Industrial plasticine is a modeling material which is mainly used by automotive design studios. It was developed as an industrial version of Plasticine or hobby clay.

Industrial plasticine is based on wax and typically contains sulfur, which gives a characteristic smell to most artificial clays. The styled object can be used to create moulds. However, largely because sulfur interfered with some mould-making processes, especially if clay surfaces are unsealed and platinum-cure room-temperature–vulcanizing silicone was used, sulfur-free variants are now available; these are usually much lighter than sulfur-containing clays.

If a negative mold is required, this data is sent to a milling machine.

==Design studios==
Before a new car model is launched, a long period of creating the right design takes place.
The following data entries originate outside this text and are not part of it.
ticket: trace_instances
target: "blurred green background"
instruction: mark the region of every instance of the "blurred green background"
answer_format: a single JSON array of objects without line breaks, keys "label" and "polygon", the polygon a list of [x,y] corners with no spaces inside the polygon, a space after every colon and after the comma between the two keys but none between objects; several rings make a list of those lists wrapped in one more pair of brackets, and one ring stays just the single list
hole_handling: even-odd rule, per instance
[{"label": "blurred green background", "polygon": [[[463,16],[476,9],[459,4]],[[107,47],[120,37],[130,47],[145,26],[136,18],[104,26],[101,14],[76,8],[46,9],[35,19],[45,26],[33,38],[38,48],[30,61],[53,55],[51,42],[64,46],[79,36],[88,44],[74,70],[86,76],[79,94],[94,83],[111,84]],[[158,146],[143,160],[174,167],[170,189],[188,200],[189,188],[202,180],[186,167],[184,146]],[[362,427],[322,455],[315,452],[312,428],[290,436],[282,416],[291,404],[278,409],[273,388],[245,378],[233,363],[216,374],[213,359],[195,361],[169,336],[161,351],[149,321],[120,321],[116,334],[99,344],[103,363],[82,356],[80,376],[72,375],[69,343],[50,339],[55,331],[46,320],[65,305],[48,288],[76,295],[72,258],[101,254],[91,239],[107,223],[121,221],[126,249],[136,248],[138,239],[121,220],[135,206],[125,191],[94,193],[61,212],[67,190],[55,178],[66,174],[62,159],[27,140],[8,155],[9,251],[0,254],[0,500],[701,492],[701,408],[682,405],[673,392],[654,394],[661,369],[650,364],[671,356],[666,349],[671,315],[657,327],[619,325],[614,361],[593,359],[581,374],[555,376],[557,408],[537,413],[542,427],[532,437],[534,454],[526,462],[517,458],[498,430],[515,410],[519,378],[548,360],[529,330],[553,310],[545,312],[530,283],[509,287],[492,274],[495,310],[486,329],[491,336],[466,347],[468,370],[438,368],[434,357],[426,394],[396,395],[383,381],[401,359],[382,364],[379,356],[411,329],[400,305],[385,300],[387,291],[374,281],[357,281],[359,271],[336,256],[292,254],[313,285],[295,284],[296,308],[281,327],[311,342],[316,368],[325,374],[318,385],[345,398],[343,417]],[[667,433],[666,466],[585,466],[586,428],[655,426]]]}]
Even today, computer models are not sufficient to evaluate a design. Therefore 1:4 and then 1:1 models are built to get an impression of the final car. These models are created in clay, and usually consist of a wooden or iron frame which is covered with Styrofoam. Clay is smoothed over the foam. Modellers then use various tools and slicks to finalize the shape of the car, since changes are readily possible.

More recently, clay models are 3D scanned into a digital file using laser technology. This is then opened in computer-aided design software to be worked further.

==Suppliers==
There are three main producers of industrial plasticine operating worldwide:
- Staedtler, of Germany, which is also known for FIMO.
- BOMI in Shanghai, known for its production of industrial clays.
- Chavant, which was founded by the French chemist Claude Chavant and is now in New Jersey, US.